業務の結果だけではなく、そのプロセスも評価する

 先日、日経ビジネスアソシエを手に取りました、その中に「部下の仕事を最終的な結果だけでなく、そのプロセスも含めて評価する上司」が「部下の仕事を、最終的な結果だけで評価し、そのプロセスを問わない上司」よりも部下に好意を持たれているという記事を見かけました。


 その記事によれば、回答者全体を100%とした場合、プロセスも含めて評価する上司に好意を持つと答えた者が93.9%、結果だけで評価する上司に好意を持つと答えた者が6.1%と、圧倒的にプロセス評価支持派が多いという結果になっており、ここまでの差があることには、正直驚きました。

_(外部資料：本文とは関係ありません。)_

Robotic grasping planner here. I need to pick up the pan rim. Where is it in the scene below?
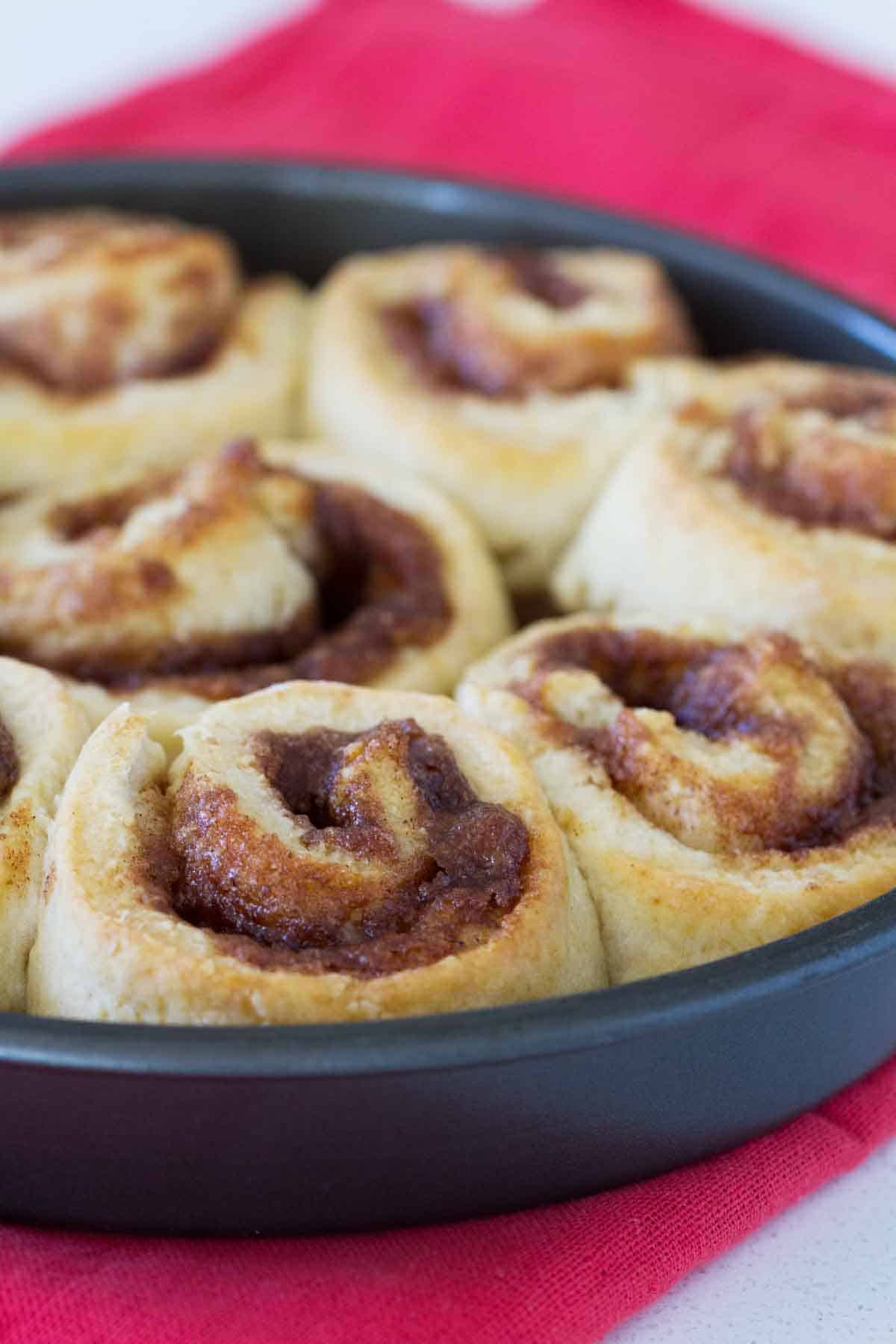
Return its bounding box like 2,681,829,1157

 成果主義人事制度の失敗の要因の1つとして、短期的な成果を中心に評価を行ったために、単年度で結果が出ない中長期的な課題に対する取り組みが弱くなり、短期的に結果が見えやすい目標ばかりが設定され、継続的な企業の成長を阻害したという反省が叫ばれています。よって結果だけではなく、結果の先行指標たるプロセスも評価に加えようとする動きが強まっていますが、プロセス評価を実施する場合には、具体的にどのような考えに基づき、どう行動したのかという業務の質の評価を行う必要があります。これは単純に結果の達成度を評価する場合に比べると、非常に煩雑で、手間が掛かるものになります。


 更には、その評価理由について論理的にまとめ、面談を通じ、部下にフィードバックする必要がありますが、現実的にはこれも評価者に対して、一定のトレーニングを行わなければ、その趣旨が十分に伝わらず、逆に部下のモチベーションを下げてしまう危険性があります。人事考課者訓練といえば、かつては「人事評価の視点や基準の統一」に置かれていましたが、最近は「部下に対する説明能力の向上」が最大のポイントとなっています。


 人事評価は、昇給や賞与を決定するために行うものではなく、労使コミュニケーションを通じ、日頃の行動および成果の承認を行い、課題や今後の方向性を共有することに大きな価値があります。その中でも特にプロセス評価は、成果の獲得に向け、どのように行動するのかという議論を通じ、成果の実現可能性を高めるために行うものであると考えたいものです。